The International Transport Workers’ Federation (ITF) disagrees vehemently with the recent court ruling over the 2002 Prestige oil spill that sentenced Captain Mangouras to two years of prison.
“This decision represents the dying gasps of a 14 year old attempt to deflect blame onto the shoulders of an octogenarian man, who has been cleared in the court of world opinion and by his peers,” ITF seafarers’ section chair Dave Heindel said responding to the Spanish Supreme Court’s decision.
“Thankfully it is likely to be as unenforceable as it is illogical. This innocent man cannot again be made to sit needlessly in jail.”
The court sentenced the tanker’s captain Apostolos Ioannis Mangouras to two years in prison, cancelling the previously reached ruling by which he had no criminal responsibility.

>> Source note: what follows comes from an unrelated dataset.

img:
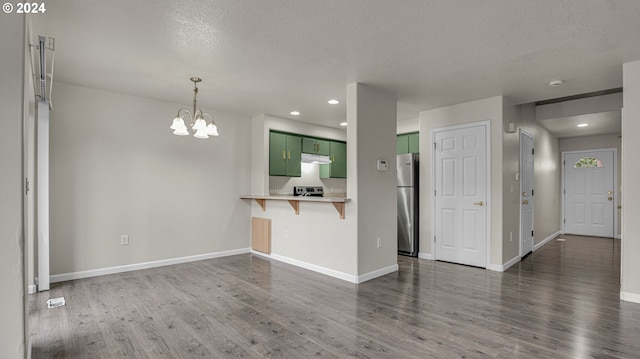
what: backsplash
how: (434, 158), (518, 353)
(269, 163), (347, 197)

As indicated the captain was found guilty of recklessness that caused the accident of catastrophic environmental consequences.
“The Mangouras case was one of the worst examples of the kneejerk criminalisation of seafarers. The ITF, like many other organisations and individuals, was able to support him during that ordeal. This latest piece of victimisation reminds us that we must all remain vigilant to protect seafarers from these injustices,” he concluded.
Based on the court decision, Mare Shipping, the owner of the 81,000-dwt tanker, the mutual insurance company The London P&I Club, and the International Oil Pollution Compensation Funds (IOPC Funds) were also found liable for the disaster, however, the court said that their sentences will be established at a later date.
It was estimated that a total of 63,000 tons of fuel were discharged into the sea from the tanker when it sank in November 2002, while the total damage cost was estimated at USD 4.4 billion.